Gay rights activists vowed Thursday to step up political pressure on the White House over President Obama’s refusal to sign a nondiscrimination executive order, with some decrying the decision as an attempt to avoid controversy before the November election.
One prominent liberal donor said he would spend $100,000 to fund a “We Can’t Wait” campaign targeting Obama, a takeoff on the president’s own slogan for his efforts to use administrative actions as end runs around what he has termed an obstructionist Congress. The donor’s money will be used to fly victims of discrimination at federal contractors to Washington to confront Obama and his aides and gin up public attention.
The dispute opened up an unexpected election-year rift between the president and a loyal political constituency that has scored historic victories from his White House – namely the repeal of the military’s “don’t ask, don’t tell” policy and the administration’s decision to stop advocating for the Defense of Marriage Act.
Those actions helped trigger an outpouring of financial support from gay donors for Obama’s reelection campaign.
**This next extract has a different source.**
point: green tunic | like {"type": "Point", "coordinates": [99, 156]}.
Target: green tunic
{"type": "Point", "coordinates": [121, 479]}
But some activists said Thursday that the White House’s decision on the nondiscrimination order — coupled with the president’s unwillingness to fully embrace gay-marriage rights — threaten to dampen enthusiasm.
“This isn’t a broken promise President Obama can blame on Congress,” said Jonathan Lewis, son of billionaire Democratic benefactor Peter Lewis and the funder of the new effort to pressure the White House on the executive order.
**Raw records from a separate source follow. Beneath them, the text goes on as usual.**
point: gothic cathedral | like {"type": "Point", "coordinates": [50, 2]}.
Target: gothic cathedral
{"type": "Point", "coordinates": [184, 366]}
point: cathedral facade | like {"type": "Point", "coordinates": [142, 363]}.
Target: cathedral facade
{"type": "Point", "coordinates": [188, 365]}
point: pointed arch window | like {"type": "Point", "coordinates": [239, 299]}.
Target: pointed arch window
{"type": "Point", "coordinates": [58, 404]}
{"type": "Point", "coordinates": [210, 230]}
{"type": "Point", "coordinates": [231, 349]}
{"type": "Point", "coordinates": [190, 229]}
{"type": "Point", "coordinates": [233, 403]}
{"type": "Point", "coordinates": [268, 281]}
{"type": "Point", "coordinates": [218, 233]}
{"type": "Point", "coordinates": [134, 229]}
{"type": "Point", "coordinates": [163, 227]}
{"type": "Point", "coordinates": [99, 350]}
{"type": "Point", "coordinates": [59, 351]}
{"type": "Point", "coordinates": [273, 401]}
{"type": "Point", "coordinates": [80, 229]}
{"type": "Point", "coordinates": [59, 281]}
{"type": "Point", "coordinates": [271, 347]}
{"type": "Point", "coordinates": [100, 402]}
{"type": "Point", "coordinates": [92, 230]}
“He has not been able to provide a single valid reason for why he is now refusing to sign the executive order protecting LGBT workers,” the younger Lewis added, referring to lesbian, gay, bisexual and transgender people. “It has become increasingly clear that this decision is based on cowardice rather than principled leadership.”
The order would prohibit discrimination by federal contractors on the basis of sexual orientation or gender identity. It has become a major focus for gay-rights groups.
But in recent weeks activists began to worry that the White House might opt against approval. Democratic strategists are wary of any new policies that could be attacked by conservatives as anti-business, and stepping out on gay rights in the heat of an election campaign risks handing likely Republican nominee Mitt Romney a rallying point to energize the evangelicals he has thus far struggled to inspire.
Advocates were informed of Obama’s decision in a tense private meeting Wednesday with top aides Valerie Jarrett and Cecilia Munoz. The officials said the president would not sign the order “at this time” but was instead focused on pushing for passage of the federal Employment Non-Discrimination Act, according to several attendees.
The White House aides did not seem to rule out a possible change of heart. They said the administration wanted to further study the issue and its impact on businesses and workers — an assertion interpreted by activists as a “kick-the-can” approach to avoid inflaming pre-election criticism.